Most other posts suggest that when the wires amd connectors are burnt, there is usually some other loosen parts that caused the burn. 

You mean forget about any other loosen parts, just fix it and see what happens?


----------



## hohadcr (Jul 25, 2009)

anyone else??ahhh..


----------



## hohadcr (Jul 25, 2009)

somebody told me that I should test the omhs of the burners. What would be the standard for a working burner in the oven?


yes, i am with a broken oven for a lot time....


----------



## quatsch (Feb 4, 2021)

As was mentioned/hinted-at above, localized melting 
is due to high contact resistance in the connector along with several amps of current draw.
Maybe it took 5w to melt this & so @10A you had 0.05 ohms contact resistance rather than just a few milliohms, a 10x degradation.
The connector may have lost spring tension & so the contact pressure is lowered or it could have been corrosion.
Replace it.

A recent poster may have had a 20x degradation in a wall switch which may have welded the contacts closed.

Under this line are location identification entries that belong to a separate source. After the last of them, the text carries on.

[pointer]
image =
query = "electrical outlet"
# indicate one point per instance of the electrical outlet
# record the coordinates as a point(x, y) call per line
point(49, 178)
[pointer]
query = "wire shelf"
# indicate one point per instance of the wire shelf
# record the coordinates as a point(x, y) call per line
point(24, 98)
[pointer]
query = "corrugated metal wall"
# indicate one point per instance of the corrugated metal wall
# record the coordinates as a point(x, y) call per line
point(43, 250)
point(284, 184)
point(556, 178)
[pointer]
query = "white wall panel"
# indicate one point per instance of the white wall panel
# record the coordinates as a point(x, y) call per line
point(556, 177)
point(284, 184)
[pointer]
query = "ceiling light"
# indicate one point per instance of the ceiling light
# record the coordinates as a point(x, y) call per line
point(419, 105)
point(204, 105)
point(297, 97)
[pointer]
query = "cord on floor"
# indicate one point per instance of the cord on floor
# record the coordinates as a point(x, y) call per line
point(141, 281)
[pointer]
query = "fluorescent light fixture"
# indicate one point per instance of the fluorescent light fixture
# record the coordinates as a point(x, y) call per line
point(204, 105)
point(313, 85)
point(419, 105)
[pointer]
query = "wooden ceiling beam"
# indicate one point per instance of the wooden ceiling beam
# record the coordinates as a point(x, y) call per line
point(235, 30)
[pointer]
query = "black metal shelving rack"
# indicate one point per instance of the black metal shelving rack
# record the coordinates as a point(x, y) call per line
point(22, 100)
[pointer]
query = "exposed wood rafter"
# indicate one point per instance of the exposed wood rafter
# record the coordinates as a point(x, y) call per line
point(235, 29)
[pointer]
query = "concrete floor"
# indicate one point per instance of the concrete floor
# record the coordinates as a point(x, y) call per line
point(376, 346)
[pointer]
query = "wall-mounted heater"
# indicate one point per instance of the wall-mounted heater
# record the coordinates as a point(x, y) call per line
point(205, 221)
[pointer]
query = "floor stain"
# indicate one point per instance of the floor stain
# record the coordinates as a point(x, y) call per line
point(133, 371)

I had a corroded furnace connector, water dripped onto it from the inducer assembly.
Instead of measuring "zero" ohms it measured 70 Megohms. I think I just used fine sandpaper to fix it.
In this case there was no melting, the connection went from zero to effectively an open circuit. The connection must have resistance to heat up & melt.

I have several of these connectors in the basement, I should measure the contact resistance. For a typical wall plug & wall socket it's 5 milliOhms.


----------



## jmon (Nov 5, 2012)

hohadcr said:


> somebody told me that I should test the omhs of the burners. What would be the standard for a working burner in the oven?
> 
> yes, i am with a broken oven for a lot time....

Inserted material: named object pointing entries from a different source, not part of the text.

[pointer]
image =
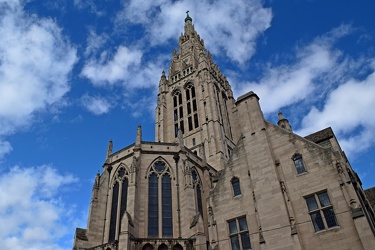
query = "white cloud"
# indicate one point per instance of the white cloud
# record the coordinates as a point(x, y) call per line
point(94, 42)
point(5, 148)
point(35, 63)
point(112, 69)
point(96, 105)
point(324, 78)
point(124, 68)
point(349, 109)
point(32, 215)
point(289, 84)
point(229, 27)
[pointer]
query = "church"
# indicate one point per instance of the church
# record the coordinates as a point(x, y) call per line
point(219, 176)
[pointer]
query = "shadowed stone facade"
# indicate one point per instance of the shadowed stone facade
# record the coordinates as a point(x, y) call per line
point(219, 176)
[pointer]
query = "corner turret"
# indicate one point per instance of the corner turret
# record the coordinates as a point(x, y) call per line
point(284, 123)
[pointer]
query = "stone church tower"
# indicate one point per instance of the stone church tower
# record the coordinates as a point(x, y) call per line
point(219, 176)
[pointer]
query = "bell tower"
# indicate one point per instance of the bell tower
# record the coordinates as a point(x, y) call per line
point(197, 99)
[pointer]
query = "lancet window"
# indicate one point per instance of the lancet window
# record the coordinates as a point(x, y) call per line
point(178, 113)
point(191, 106)
point(160, 200)
point(198, 191)
point(118, 203)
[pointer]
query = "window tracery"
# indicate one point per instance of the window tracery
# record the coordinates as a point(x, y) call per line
point(160, 200)
point(119, 201)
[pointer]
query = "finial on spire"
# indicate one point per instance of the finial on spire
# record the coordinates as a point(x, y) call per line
point(188, 18)
point(283, 122)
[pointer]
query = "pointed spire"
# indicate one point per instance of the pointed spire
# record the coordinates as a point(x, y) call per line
point(188, 18)
point(188, 23)
point(283, 122)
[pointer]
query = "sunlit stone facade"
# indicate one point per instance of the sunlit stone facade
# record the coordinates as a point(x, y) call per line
point(219, 176)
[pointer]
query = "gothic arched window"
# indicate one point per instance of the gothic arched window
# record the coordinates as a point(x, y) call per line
point(119, 200)
point(191, 106)
point(160, 199)
point(178, 113)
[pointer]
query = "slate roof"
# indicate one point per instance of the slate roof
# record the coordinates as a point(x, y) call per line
point(81, 234)
point(321, 135)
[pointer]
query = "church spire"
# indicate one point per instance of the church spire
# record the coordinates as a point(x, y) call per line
point(283, 122)
point(188, 18)
point(188, 23)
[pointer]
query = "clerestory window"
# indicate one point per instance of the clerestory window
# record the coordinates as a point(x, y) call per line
point(118, 204)
point(160, 201)
point(191, 107)
point(178, 113)
point(321, 211)
point(198, 191)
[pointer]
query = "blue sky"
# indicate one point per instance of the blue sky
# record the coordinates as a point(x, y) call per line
point(75, 74)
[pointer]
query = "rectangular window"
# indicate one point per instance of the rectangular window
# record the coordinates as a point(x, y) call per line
point(298, 163)
point(190, 122)
point(239, 234)
point(321, 211)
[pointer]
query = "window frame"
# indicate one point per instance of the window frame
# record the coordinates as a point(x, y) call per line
point(164, 217)
point(299, 164)
point(320, 222)
point(236, 186)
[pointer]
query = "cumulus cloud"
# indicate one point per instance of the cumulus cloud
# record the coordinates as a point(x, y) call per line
point(324, 87)
point(231, 27)
point(349, 110)
point(94, 42)
point(32, 214)
point(35, 63)
point(111, 69)
point(96, 105)
point(291, 83)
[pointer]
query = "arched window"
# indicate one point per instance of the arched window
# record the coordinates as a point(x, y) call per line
point(236, 186)
point(119, 201)
point(178, 113)
point(298, 163)
point(177, 247)
point(198, 191)
point(153, 205)
point(191, 106)
point(160, 185)
point(148, 246)
point(163, 247)
point(113, 219)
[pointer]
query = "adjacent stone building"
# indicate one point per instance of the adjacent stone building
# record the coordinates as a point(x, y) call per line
point(219, 176)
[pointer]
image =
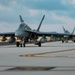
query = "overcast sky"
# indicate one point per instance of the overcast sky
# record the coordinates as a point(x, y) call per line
point(57, 13)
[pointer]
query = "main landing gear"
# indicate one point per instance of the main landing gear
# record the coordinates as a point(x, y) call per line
point(20, 44)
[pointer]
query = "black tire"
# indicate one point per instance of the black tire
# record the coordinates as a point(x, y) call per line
point(20, 45)
point(17, 44)
point(62, 41)
point(39, 44)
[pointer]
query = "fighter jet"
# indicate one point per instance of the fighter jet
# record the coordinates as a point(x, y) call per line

I don't think that's your problem, but it wouldn't hurt to check them. They will probably check out fine.

Do you have a multimeter with omh setting??


----------



## jmon (Nov 5, 2012)

You will have to decide if it's worth fixing an electric oven/stove over 13 years old or replacing it.

There may be more than just the wiring harness damaged. It may have caused damage to other components.

Wiring harness, control board, tech services = lots of money.

Really need a tech to see if it's worth putting money into it. Sorry I couldn't be more help.

You could replace the wiring harness (200 bucks), only to have the same thing happen. What a waste of money that would be, when it could have went towards a new or used stove that works. Just saying


----------



## quatsch (Feb 4, 2021)

Bypass the burnt part by soldering. 
There is also some kind of conductive goop you can put on the other pins (car dealerships have this stuff).


----------